Tom Albert Williams October 14, 2010 at 6:52 am

Bill….there is much theory that is not mathematical. For example, the field of biology. A little bit of knowledge is a dangerous weapon.

Thomas Levenson October 15, 2010 at 10:06 am

I'm flabbergasted by the smug stupidity of much of what is here (Diamond = socialist! Die in a freaking fire! Oy), but to respond to one temperate but wrong claim by Tom Albert Williams, biology is a field that has been transformed by the application of mathematical methods to its theoretical component. At least in the English language, this move was founded in part by the genuine socialist JBS Haldane (see his famous essay "On Being the Right Size" — http://irl.cs.ucla.edu/papers/right-size.html — for a very simple and elegant example of the insights he midwifed with math). It has become one of the central themes of post WW II biology, and it is becoming only more important as time goes one.

Add to that the allied field of computational biology, and you see in this field just as in economics, and in chemistry and physics before, and in geology and planetary science now, and on and on, the impact on generalization, abstraction and explanatory power which follows the application of mathematical reasoning to the "natural history" phase of data acquisition.

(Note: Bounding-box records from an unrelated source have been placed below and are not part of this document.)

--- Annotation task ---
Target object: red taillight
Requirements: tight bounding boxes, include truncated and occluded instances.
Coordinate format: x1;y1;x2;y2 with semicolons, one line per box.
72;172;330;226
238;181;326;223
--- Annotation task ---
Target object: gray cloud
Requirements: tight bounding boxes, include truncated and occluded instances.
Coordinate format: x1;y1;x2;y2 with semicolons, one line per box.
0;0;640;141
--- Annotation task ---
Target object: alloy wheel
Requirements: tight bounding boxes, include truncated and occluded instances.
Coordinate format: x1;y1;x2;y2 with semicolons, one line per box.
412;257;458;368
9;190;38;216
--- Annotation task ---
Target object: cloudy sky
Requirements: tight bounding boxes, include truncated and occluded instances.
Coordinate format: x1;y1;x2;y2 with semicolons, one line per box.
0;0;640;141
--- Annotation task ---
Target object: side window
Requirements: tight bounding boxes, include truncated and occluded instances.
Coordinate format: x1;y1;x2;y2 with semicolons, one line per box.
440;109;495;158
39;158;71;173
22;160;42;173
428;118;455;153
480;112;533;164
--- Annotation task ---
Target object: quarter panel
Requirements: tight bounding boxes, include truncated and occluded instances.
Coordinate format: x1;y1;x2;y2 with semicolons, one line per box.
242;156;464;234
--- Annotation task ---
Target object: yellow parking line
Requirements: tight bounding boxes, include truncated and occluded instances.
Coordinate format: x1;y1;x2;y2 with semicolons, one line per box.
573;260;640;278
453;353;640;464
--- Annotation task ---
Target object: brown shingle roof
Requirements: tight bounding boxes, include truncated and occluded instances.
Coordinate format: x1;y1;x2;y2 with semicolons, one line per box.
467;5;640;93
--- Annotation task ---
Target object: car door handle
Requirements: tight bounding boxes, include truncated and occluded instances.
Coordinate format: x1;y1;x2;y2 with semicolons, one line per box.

All sciences aspire to the mathematization of their theoretical underpinnings. To imagine otherwise is self-deception.

newspooner January 4, 2011 at 6:15 pm

Just another pseudo-economist trying to use his nonsense as a justification of socialism and government control over the limited freedoms of individuals. What a travesty that a rich institution like MIT pays him a big salary to push out drivel and confuse the minds of impressionable college students who are being groomed to be the next generation of big government advocates.